Un estudio publicado en marzo de 2020, en el que se analizaba el impacto de los comportamientos de estilo de vida en la infancia sobre la obesidad y el riesgo cardiometabólico, concluía que los niños y niñas que tenían estilos de vida más saludables mostraban menos posibilidades de tener obesidad en edades más tardías. Esto que puede parecer obvio y de fácil abordaje, en realidad no lo es tanto.

Con las cifras en la mano, España es uno de los países de la OCDE con mayor porcentaje de sobrepeso entre la población infantil y adolescente: el 40,6 % de los niños y niñas de entre 6 y 9 años tiene exceso de peso y el 76,2% debe mejorar la calidad de su alimentación.

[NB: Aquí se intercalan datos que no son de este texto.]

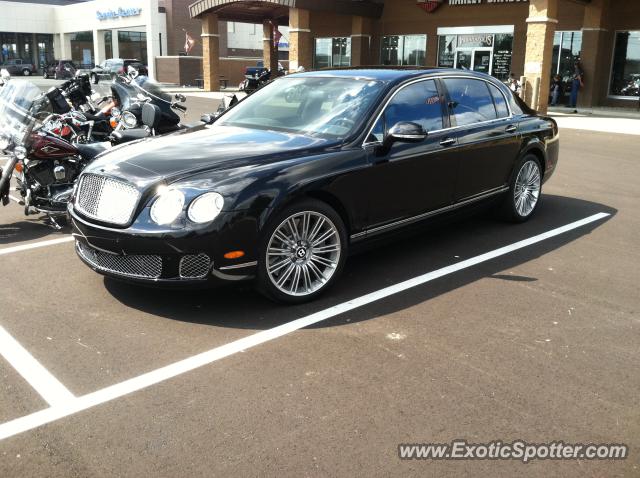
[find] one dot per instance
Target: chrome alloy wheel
(303, 253)
(527, 188)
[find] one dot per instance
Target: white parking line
(35, 245)
(32, 371)
(112, 392)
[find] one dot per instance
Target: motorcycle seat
(91, 150)
(126, 135)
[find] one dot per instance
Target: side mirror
(209, 118)
(405, 132)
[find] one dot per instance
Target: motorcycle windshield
(22, 107)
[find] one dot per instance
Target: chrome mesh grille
(194, 266)
(136, 266)
(106, 199)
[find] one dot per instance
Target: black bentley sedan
(281, 185)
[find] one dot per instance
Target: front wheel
(524, 191)
(302, 252)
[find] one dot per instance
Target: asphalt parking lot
(538, 343)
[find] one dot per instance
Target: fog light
(234, 255)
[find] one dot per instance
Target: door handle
(447, 142)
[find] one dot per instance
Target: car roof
(388, 74)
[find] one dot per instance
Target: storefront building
(90, 32)
(534, 39)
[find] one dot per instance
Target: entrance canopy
(251, 11)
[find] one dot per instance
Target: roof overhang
(256, 11)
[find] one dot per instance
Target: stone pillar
(300, 40)
(98, 46)
(541, 26)
(595, 53)
(210, 52)
(361, 41)
(62, 46)
(269, 50)
(115, 44)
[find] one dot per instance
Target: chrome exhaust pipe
(5, 179)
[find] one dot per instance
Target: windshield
(331, 107)
(22, 104)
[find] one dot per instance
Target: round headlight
(129, 119)
(206, 208)
(5, 142)
(167, 207)
(20, 152)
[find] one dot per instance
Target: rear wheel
(524, 191)
(302, 252)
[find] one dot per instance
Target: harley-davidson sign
(431, 5)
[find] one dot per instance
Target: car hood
(201, 149)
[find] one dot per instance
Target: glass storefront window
(625, 75)
(133, 45)
(404, 50)
(566, 50)
(332, 52)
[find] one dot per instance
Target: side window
(471, 101)
(501, 103)
(417, 103)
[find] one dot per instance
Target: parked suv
(19, 67)
(108, 69)
(60, 69)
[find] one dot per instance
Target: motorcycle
(44, 165)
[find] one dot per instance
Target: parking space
(537, 343)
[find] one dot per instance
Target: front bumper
(174, 258)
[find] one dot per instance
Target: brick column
(360, 41)
(300, 40)
(595, 53)
(210, 52)
(541, 27)
(269, 50)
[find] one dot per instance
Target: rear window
(470, 101)
(501, 103)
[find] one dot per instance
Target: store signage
(478, 2)
(120, 12)
(430, 6)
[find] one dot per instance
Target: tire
(525, 190)
(291, 272)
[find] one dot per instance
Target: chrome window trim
(450, 128)
(419, 217)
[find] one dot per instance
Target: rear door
(488, 139)
(412, 178)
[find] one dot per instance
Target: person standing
(556, 90)
(577, 83)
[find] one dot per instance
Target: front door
(412, 178)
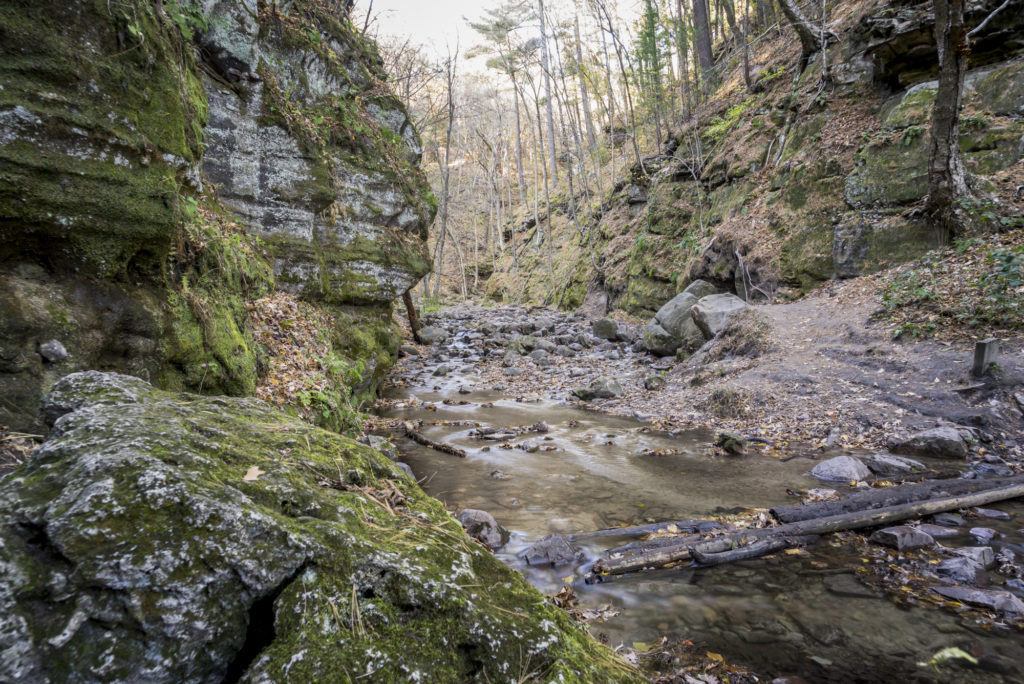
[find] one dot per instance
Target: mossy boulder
(315, 155)
(115, 118)
(1001, 90)
(173, 538)
(807, 256)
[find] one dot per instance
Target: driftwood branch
(821, 525)
(636, 530)
(882, 498)
(442, 446)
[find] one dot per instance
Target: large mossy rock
(171, 538)
(115, 117)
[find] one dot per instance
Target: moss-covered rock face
(113, 242)
(172, 538)
(313, 153)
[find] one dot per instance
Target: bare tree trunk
(747, 45)
(684, 62)
(450, 74)
(414, 317)
(518, 145)
(547, 92)
(730, 17)
(946, 177)
(701, 25)
(611, 104)
(591, 134)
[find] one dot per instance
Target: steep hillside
(165, 163)
(769, 191)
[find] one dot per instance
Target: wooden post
(985, 353)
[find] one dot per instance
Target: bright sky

Así lo reflejaba el último estudio ALADINO 2019, publicado por el Ministerio de Consumo y la Agencia Española de Seguridad Alimentaria (AESAN) en el marco de la estrategia NAOS.

Si bien antes de la pandemia, y a pesar de que las cifras eran ya preocupantes respecto a la prevalencia de la obesidad infantil, había cierta esperanza en la estabilización de las cifras con respecto a estudios anteriores. La cuestión ahora es saber qué impacto está teniendo la crisis por coronavirus en esta otra pandemia, la de la obesidad infantil.

Gilberto Pérez, coordinador del Grupo de Trabajo de Obesidad Infantil de la Sociedad Española de Obesidad (SEEDO), explica que “la percepción en consultas es que está habiendo un empeoramiento de la ganancia ponderal de niños y adolescentes y que se está produciendo un aumento de los casos de obesidad grave”.

Pérez menciona un estudio reciente de la plataforma de seguridad y bienestar digital para familia Qustodio que podría confirmar las causas del repunte en las tasas de obesidad infantil y la adolescencia: mayor tiempo frente a las pantallas (ordenador, móvil, tablet) y un menor tiempo de actividad física (30% de los niños pasan menos de una hora diaria al aire libre). Esto se traduce en que el 72% realiza menos actividad física que antes de la pandemia.

Pepe Serrano, pediatra y coautor de Alimentación vegetariana en la infancia(Debolsillo clave), recuerda que la pandemia aún no ha acabado y que, por tanto, “aún no se dispone de una cuantificación fiable y fehaciente de todo lo que va sucediendo”. En su consulta no ha notado un cambio significativo con respecto a 2019 en el control de enfermos crónicos, en los que se incluyen a aquellos niños y adolescentes que padecen obesidad, y entre los niños que han ido acudiendo a los controles de salud rutinarios, pero tampoco quiere echar las campanas al vuelo.